1. What are some of the general characteristics of the Junior Age? The years included?

2. Name five specific characteristics of the Junior Age.

3. How does energy show itself at this time?

4. What are some of the signs of the social instinct?

5. What is the great purpose of that instinct?

6. How may hero-worship be used by the teachers?

7. What teaching material is peculiarly well suited to the memory-activity of this period?

8. What is the process by which habit is created?

Test Questions for Review

Lessons 1 to 5

1. Give several reasons why it is important for the Sunday-school teacher to know the pupil.

2. How may the teacher best come to know the pupil?

3. What are the special characteristics of children of the Beginners age?

4. How would you develop true faith in a child?

5. What is the difference between influence and precept? Illustrate both.

6. How would you guide a child's activity in the right direction?

7. What results may properly be looked for in the Beginners age?

8. What general difference is there between children of the Beginners and the Primary age?

9. Describe and illustrate perception, memory, and imagination.

10. What is the difference between children's and grown people's motives for service?

11. Mention several characteristics of the Junior age.

12. What is the social instinct, and how does it show itself?
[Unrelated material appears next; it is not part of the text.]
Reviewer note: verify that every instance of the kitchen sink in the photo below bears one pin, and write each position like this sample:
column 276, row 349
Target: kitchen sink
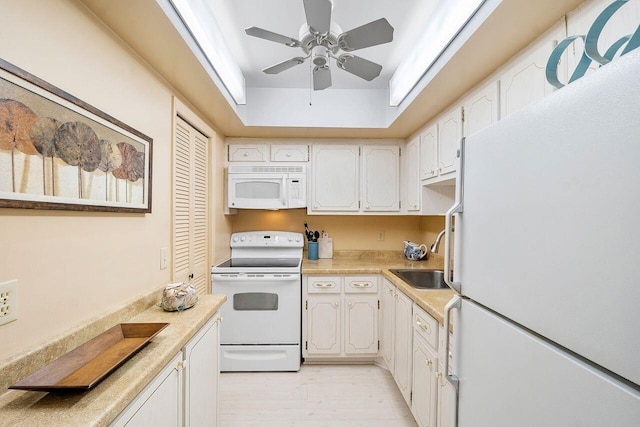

13. What sort of teaching material is well adapted to the Junior age?

Lesson 6

Junior Age (Concluded)

#19. Opportunities of the Junior Age.#--No period offers opportunities bearing more directly and openly upon the formation of character than the Junior period, when manhood- and womanhood-to-be are so rapidly determining. Out of these opportunities five may be selected as most significant:

(1) _The opportunity to gain spiritual ends through social means._ The more a teacher can enter into the fun-loving, companionship-craving side of the pupil's heart, the greater his power over that life for distinctly spiritual things. It is after the party or the picnic or the tramp together that the personal message can be spoken.

(2) _The opportunity to arouse and to guide the pupil's effort through heroic ideals._ Sermonizing on what they should do is practically valueless with boys and girls of this age, for considerations of duty weigh little until the larger moral consciousness of the next period. Furthermore, they live but for the day, and do not appreciate the relationship between present action and future character. What they may do later as a result of their own convictions and understanding, they may be inspired to do now through the hero who has aroused their admiration and desire of imitation.